This function calculates the reference similarity between two arrays of synsets.

- **Args:**
  - `syn_arr_w1` (list): List of synsets from the first array.
  - `syn_arr_w2` (list): List of synsets from the second array.

- **Returns:**
  - float: The maximum reference similarity found between any pair of synsets.

#### `shortest_path(syn_arr_w1, syn_arr_w2)` Function

Calculate the shortest path similarity between two arrays of synsets.

- **Args:**
  - `syn_arr_w1` (list): List of synsets from the first array.
  - `syn_arr_w2` (list): List of synsets from the second array.

- **Returns:**
  - float: The calculated similarity based on the difference between the maximum depth and the minimum path length.


In [6]:
def max_stock_sp(syn_arr_w1, syn_arr_w2):
    """
    Calculate the reference similarity between two arrays of synsets.

    Args:
        syn_arr_w1 (list): List of synsets from the first array.
        syn_arr_w2 (list): List of synsets from the second array.

    Returns:
        float: The maximum reference similarity found between any pair of synsets.
    """
    max_path_similarity = 0  # Initialize the maximum path similarity to 0

    # Nested loops to iterate through all possible pairs of synsets, one from each array
    for synset1 in syn_arr_w1:
        for synset2 in syn_arr_w2:
            path_sim = synset1.path_similarity(synset2)  # Calculate the path similarity between synsets 's' and 'n'

            # Check if the calculated path similarity is not 'None' and greater than the current maximum
            if path_sim is not None and path_sim > max_path_similarity:
                max_path_similarity = path_sim  # Update the maximum path similarity if a higher value is found

    # print("\n REFERENCE DONE")
    return max_path_similarity  # Return the maximum path similarity found between any pair of synsets


def shortest_path(syn_arr_w1, syn_arr_w2):
    """
    Calculate the shortest path similarity between two arrays of synsets.

    Args:
        syn_arr_w1 (list): List of synsets from the first array.
        syn_arr_w2 (list): List of synsets from the second array.

    Returns:
        float: The calculated similarity based on the difference between the maximum depth and the minimum path length.
    """
    score_array = []
    # Calculate the minimum path length between synsets in 'syn_arr_w1' and 'syn_arr_w2'
    for s1 in syn_arr_w1:
        for s2 in syn_arr_w2:
            len_s1s2 = get_len(s1, s2)
            similarity = 2 * max_depth - len_s1s2
            score_array.append(similarity)

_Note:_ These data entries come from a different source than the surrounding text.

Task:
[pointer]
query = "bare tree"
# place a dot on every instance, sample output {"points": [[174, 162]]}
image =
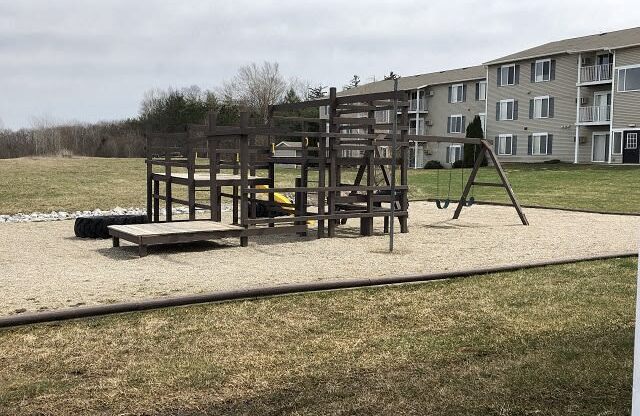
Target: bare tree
{"points": [[257, 87], [300, 87]]}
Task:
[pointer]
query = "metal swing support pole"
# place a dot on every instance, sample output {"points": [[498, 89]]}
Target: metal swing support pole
{"points": [[393, 163]]}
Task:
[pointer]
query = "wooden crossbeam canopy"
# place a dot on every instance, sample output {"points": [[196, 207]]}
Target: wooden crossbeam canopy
{"points": [[369, 132]]}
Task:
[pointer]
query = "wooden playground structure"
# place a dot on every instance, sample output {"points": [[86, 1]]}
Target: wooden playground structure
{"points": [[346, 168]]}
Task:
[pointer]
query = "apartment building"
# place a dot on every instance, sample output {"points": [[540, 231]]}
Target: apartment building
{"points": [[576, 100], [441, 104]]}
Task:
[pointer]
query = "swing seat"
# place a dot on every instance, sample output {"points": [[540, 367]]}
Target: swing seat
{"points": [[442, 205]]}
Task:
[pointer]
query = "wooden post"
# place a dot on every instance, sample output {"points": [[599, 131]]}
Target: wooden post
{"points": [[244, 175], [322, 155], [271, 170], [156, 200], [168, 199], [333, 168], [191, 171], [366, 223], [404, 168], [214, 190], [149, 158]]}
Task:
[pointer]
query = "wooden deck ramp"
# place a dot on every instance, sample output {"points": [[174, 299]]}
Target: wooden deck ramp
{"points": [[172, 232]]}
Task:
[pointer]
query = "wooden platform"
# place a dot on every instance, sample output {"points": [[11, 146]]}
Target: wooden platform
{"points": [[172, 232]]}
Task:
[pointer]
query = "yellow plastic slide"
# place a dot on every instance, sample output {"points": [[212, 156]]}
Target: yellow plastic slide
{"points": [[284, 202], [280, 199]]}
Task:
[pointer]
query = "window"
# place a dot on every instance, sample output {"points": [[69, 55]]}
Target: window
{"points": [[506, 110], [542, 70], [483, 120], [541, 107], [457, 93], [629, 79], [505, 142], [456, 124], [481, 90], [539, 144], [617, 143], [632, 141], [508, 75], [454, 153]]}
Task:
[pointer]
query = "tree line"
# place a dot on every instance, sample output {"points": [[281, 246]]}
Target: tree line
{"points": [[254, 88]]}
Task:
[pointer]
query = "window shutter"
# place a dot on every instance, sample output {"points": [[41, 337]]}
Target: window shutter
{"points": [[531, 106], [533, 71]]}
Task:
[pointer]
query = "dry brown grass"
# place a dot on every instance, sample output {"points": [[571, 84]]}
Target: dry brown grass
{"points": [[550, 341], [80, 183]]}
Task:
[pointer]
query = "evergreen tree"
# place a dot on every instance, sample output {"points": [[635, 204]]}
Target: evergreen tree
{"points": [[354, 82], [291, 97], [471, 151], [391, 75], [317, 92]]}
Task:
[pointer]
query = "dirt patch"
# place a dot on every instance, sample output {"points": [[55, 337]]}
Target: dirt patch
{"points": [[43, 266]]}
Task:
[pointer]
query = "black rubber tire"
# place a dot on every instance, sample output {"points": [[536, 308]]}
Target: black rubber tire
{"points": [[97, 227]]}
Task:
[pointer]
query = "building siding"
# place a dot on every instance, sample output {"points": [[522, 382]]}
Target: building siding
{"points": [[439, 109], [562, 125], [626, 105]]}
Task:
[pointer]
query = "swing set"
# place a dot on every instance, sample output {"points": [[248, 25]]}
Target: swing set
{"points": [[467, 198], [444, 204]]}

    # Calculate the similarity using a custom metric based on the difference between the maximum depth and the minimum path length

    # Return the calculated similarity and the minimum path length
    # print("\n done shortest path")
    return np.max(score_array)


### Similarity Calculation Functions for Shortest Path (SP) Measure

The following functions calculate semantic similarity scores using the Shortest Path (SP) measure between pairs of WordNet Synsets.

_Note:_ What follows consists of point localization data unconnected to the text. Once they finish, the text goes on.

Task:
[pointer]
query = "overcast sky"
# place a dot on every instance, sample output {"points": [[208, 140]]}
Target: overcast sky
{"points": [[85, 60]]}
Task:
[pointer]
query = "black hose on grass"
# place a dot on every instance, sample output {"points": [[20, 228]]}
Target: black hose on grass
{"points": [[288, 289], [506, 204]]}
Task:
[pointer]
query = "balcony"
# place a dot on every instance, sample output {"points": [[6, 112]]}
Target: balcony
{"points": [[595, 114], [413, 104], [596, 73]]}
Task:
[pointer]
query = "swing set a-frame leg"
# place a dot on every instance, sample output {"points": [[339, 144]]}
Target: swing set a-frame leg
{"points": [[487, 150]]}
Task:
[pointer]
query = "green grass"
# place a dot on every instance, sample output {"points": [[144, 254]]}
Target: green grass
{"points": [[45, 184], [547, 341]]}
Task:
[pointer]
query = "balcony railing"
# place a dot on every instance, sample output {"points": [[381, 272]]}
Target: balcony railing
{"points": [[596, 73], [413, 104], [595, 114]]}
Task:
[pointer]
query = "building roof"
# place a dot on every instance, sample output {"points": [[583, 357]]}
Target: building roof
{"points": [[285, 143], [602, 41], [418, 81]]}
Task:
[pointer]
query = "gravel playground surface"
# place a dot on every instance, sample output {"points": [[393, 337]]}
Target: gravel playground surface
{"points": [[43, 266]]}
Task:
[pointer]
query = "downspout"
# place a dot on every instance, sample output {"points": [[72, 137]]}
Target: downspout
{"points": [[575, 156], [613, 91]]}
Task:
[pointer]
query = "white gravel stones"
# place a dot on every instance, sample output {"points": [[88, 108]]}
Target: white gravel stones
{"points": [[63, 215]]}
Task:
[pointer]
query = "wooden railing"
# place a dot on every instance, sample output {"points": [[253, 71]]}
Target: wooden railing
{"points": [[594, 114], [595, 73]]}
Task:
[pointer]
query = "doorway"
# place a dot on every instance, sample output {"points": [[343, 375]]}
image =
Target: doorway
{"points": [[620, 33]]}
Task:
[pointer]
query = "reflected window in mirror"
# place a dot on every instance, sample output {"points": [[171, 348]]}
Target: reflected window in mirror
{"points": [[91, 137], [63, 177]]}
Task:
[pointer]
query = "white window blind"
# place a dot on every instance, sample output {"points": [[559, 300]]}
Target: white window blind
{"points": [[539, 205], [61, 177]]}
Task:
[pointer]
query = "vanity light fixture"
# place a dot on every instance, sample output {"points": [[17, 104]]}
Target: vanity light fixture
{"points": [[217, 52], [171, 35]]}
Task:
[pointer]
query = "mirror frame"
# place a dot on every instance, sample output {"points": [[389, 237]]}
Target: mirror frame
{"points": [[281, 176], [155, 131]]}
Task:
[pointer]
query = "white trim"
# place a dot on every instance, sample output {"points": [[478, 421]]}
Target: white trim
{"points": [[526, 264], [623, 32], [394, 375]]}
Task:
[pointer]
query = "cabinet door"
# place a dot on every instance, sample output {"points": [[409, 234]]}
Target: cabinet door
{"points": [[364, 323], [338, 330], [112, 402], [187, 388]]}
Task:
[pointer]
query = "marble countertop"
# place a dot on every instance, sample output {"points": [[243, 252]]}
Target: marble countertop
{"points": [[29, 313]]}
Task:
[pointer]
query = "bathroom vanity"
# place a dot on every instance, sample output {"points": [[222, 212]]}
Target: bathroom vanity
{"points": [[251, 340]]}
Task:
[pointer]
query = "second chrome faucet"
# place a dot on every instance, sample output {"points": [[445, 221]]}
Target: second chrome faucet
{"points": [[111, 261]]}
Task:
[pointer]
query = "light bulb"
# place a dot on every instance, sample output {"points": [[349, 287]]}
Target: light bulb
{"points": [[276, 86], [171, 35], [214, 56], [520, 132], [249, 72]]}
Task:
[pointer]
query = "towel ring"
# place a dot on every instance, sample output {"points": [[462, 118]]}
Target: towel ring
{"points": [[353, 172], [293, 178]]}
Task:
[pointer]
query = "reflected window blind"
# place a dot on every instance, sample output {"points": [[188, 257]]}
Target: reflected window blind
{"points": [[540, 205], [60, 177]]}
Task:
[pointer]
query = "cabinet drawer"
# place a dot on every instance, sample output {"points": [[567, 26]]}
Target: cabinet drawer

- **`compute_sp(df)` Function:**
  - This function computes custom Shortest Path (SP) similarity scores between synsets and collects target values from a DataFrame. It iterates through each row in the DataFrame, retrieves synsets for the corresponding words, calculates SP values, and stores them along with target values.
  - **Parameters:**
    - `df` (DataFrame): Original data read from the CSV file.
  - **Returns:**
    - `sp_arr` (list): List of custom Shortest Path similarity values.
    - `target_arr` (list): List of target (human reference) values.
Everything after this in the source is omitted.